La presse étrangère a récemment annoncé la suspension des activités de construction de l’oléoduc entre l’Ouganda et la Tanzanie, destiné à transporter le pétrole en provenance du projet géant mené par Total et ses partenaires Tullow et CNOOC en Ouganda, suite à un différend avec l’administration fiscale ougandaise.

Les sommes en jeu sont à l’aune du gigantisme du projet pétrolier : si les informations publiques sur le désaccord restent parcellaires, il semblerait que celui-ci porte sur une taxe sur la plus-value à la revente de ses titres de 167 millions de dollars – contestée par le vendeur Tullow, et sur la demande par Total et CNOOC de pouvoir déduire fiscalement les 617 millions de dollars d’actifs récupérés– rejetée par l’administration ougandaise [1].

Pour Caroline Avan, chargée du plaidoyer sur les industries extractives chez Oxfam France : « Le manque de transparence autour des conditions fiscales des contrats pétroliers n’est pas un fait nouveau et n’est pas spécifique à l’Ouganda. Mais la récurrence des tensions entre l’administration ougandaise et les pétroliers présents dans le pays souligne un autre problème plus systémique : les contrats – et leurs provisions fiscales afférentes – ne sont toujours pas publics et par conséquent ne peuvent être analysés ni par la société civile, ni par les populations qui sont les premières concernées. Il en résulte un sentiment d’impuissance pour les citoyen-nes ougandais-ses. C’est d’autant plus regrettable quand on sait que Total est devenue en février 2018, la première grande entreprise pétrolière à se prononcer en faveur de la transparence de contrats [2]»

« L’Ouganda doit utiliser son droit souverain à taxer les transactions prenant place sur son territoire, dans un contexte d’optimisation fiscale agressive des entreprises transnationales » rappelle Caroline Avan porte-parole d’Oxfam France. Mais nous déplorons également des manquements sérieux aux droits des populations en Ouganda à être informées sur les décisions qui les affectent ».
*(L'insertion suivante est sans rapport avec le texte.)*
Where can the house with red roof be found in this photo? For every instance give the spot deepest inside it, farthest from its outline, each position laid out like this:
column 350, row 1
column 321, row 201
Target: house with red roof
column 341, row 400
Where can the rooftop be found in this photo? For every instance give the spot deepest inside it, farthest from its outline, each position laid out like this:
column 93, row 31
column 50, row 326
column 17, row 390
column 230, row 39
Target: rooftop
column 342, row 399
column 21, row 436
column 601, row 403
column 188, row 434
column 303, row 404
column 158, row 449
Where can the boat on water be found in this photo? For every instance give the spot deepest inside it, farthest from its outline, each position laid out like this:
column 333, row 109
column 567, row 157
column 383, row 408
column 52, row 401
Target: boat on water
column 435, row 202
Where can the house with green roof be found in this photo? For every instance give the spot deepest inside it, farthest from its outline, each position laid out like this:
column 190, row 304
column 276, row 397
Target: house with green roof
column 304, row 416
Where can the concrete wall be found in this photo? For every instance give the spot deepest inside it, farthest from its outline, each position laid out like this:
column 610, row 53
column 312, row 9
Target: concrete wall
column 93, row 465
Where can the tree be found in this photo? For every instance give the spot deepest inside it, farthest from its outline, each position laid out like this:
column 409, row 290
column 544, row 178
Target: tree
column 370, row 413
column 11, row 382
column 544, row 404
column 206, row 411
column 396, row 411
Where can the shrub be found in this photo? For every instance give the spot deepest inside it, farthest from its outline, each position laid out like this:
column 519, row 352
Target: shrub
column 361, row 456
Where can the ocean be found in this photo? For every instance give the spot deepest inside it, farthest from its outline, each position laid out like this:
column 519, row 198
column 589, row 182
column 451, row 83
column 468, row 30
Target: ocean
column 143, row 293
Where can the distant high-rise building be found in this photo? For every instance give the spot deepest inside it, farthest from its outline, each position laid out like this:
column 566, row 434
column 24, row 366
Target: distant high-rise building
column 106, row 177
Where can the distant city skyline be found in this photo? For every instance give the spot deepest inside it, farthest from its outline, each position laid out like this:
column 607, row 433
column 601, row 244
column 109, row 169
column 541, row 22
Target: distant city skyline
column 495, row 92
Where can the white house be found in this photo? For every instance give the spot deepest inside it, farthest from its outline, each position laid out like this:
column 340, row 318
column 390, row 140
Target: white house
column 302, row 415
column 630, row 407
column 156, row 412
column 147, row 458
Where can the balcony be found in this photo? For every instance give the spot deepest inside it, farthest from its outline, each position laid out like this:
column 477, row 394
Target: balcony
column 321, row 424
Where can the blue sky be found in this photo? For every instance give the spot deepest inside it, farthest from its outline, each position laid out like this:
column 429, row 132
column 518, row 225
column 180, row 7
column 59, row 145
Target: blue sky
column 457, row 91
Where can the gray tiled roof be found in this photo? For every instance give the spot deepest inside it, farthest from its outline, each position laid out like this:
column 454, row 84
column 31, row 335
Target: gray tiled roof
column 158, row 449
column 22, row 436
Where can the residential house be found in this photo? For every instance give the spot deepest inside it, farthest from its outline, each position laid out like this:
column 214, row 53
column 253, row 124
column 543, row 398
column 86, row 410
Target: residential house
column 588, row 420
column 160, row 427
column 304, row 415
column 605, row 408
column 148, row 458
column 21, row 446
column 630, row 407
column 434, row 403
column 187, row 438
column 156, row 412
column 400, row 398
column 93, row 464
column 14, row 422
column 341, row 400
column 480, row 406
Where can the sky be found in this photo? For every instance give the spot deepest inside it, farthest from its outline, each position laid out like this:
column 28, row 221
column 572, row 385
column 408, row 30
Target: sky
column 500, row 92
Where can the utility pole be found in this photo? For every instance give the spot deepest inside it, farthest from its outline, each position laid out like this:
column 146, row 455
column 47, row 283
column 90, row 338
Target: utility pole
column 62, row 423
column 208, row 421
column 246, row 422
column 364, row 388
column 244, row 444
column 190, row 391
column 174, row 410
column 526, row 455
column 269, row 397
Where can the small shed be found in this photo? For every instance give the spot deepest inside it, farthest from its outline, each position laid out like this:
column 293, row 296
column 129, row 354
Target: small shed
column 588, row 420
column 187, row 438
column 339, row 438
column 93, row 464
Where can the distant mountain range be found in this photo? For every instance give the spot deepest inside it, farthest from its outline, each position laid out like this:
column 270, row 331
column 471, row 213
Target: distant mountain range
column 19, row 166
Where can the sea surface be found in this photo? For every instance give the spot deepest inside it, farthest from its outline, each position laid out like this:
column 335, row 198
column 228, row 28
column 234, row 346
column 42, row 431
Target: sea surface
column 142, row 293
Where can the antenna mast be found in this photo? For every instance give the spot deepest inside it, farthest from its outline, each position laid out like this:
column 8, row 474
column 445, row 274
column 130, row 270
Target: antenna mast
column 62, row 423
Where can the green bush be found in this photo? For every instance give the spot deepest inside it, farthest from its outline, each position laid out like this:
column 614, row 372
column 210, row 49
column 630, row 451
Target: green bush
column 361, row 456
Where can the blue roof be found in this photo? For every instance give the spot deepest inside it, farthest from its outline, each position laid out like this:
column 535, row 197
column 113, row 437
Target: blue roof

Les communautés directement affectées par les travaux de construction de l’oléoduc n’ont pas été tenues informées quant à la suspension des travaux. Cet arrêt brutal intervient alors que des rapports montrent que les propriétaires de terres situées sur le tracé de l’oléoduc n’ont toujours reçu aucune précision au sujet de leur compensation pour future expropriation. Certains ont d’ores et déjà arrêté de planter – mettant ainsi en jeu leurs revenus futurs. Ici encore, le droit au consentement préalable, libre et informé des populations concernées est bafoué. L’étude d’impact sur les droits humains – commissionnée par les compagnies – n’a notamment pas été publiée.

« L’intérêt financier des pétroliers en Ouganda semble donc bel et bien primer sur les droits des communautés et servir de justification à des tactiques de coups de force dans un contexte où les informations restent dans les mains de ceux qui ont le pouvoir », ajoute Caroline Avan, porte-parole d’Oxfam France.

Oxfam appelle le gouvernement de l’Ouganda à publier les contrats pétroliers afin que les citoyens ougandais puissent enfin analyser les conditions fiscales de l’extraction des ressources naturelles de leur pays, ainsi qu’à exiger que l’étude d’impact sur les droits humains de la construction de l’oléoduc soit publiée. L’ONG appelle également les compagnies pétrolières à respecter le droit de l’Ouganda à taxer les transactions et à améliorer sa communication envers les communautés concernées, dans le respect de leur droit à l’information.

Contact presse

Pauline Leclère – 07 69 17 49 63 – pleclere@oxfamfrance.org

Notes aux rédactions

[1] D’après les informations publiées dans les médias et analysées par Oxfam, cet arrêt résulterait de l’expiration de l’offre de vente de 21,57% de ses parts par Tullow Oil à ses partenaires CNOOC et Total pour 900 millions de dollars. Après plus de deux ans de tractations, il n’a pas été possible de trouver un accord sur le traitement fiscal de cette vente entre l’administration fiscale ougandaise et les trois partenaires. Ceux-ci semblent donc décidés à faire jouer le rapport de force. Ce n’est pas le premier différend sur un sujet de fiscalité pétrolière en Ouganda : en 2018, un différend entre Total et l’administration fiscale avait été réglé auprès du Centre International pour le Règlement des Différends relatifs aux Investissements, par un accord resté secret.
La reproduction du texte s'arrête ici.